In December, an installment of All Hopped Up was devoted to demystifying homebrewing by breaking it down to four essential steps. Given the right equipment and some very basic know-how, anyone who can read a recipe can brew beer. What many people don’t know about the drink, however, is that all beer is made with variations on these four steps. Benoit Mercier, the head brewer and owner of Benelux, graciously lent his brew pub and expertise to show that any beer – from Rickard’s to Rolling Rock, craft-brew to homebrew – is made using the same fundamental process.

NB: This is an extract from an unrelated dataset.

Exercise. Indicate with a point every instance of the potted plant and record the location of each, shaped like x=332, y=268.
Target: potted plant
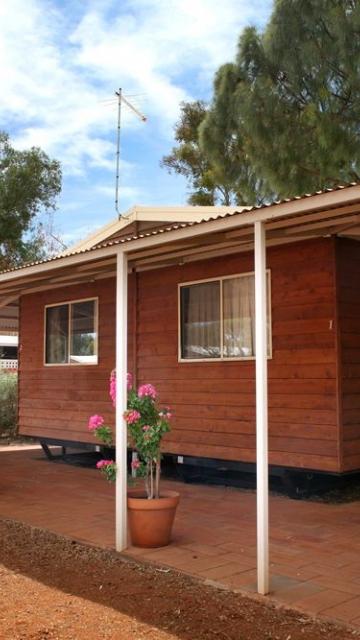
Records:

1. All good beer begins in the mind of a good brewer. More often than not, a brewmaster starts brewing on his stove and upgrades his set-up again and again, until one day he has a brewery. For Mercier, homebrewing was a “super cheap way for a 19-year-old to make 12 per cent beer.” But as craft brewing picked up in Montreal, it caught his interest.
Mercier is fascinated by both Belgian brewing traditions and highly-hopped West Coast styles. The tap list at Benelux aims for originality with creative hybrids like the Semuta, a Belgian saison supercharged with hops from the Pacific Northwest.
2. Today Mercier brewed his West Coast India Pale Ale. Rather than employing Belgian influences, Mercier toned down a recipe for a strong Imperial IPA he concocted when Benelux opened in April 2006.
Like homebrewing entirely with grains, the first step is to mash barley malt and extract all the sugary liquid. The second step, the sparge, is contained within this commercial mash tun.
3. Assistant brewer Philippe Tremblay adds a dose of hops to the brew kettle as the unfermented beer, known as wort, boils.
Though Mercier and Tremblay both deny their status as beer geeks, citing professionalism, Mercier’s eyes light up when he talk about hops. “Pacific hops can be broken down into three categories of taste,” he explains. “For instance, you can taste grapefruit flavors in most big American varieties, but Simcoe hops have interesting resiny cedar flavors.”
4. Still, it’s not hard to at least look like a geek in a brewery. After the wort cools, it is pumped into 900-litre fermenters seen here. One major difference between homebrewers and professionals is the attention given to yeast, held here in flasks. Major breweries will have scientists and labs devoted to culturing yeast and keeping it healthy. Their methods and yeast strains are often kept under tight lock and key.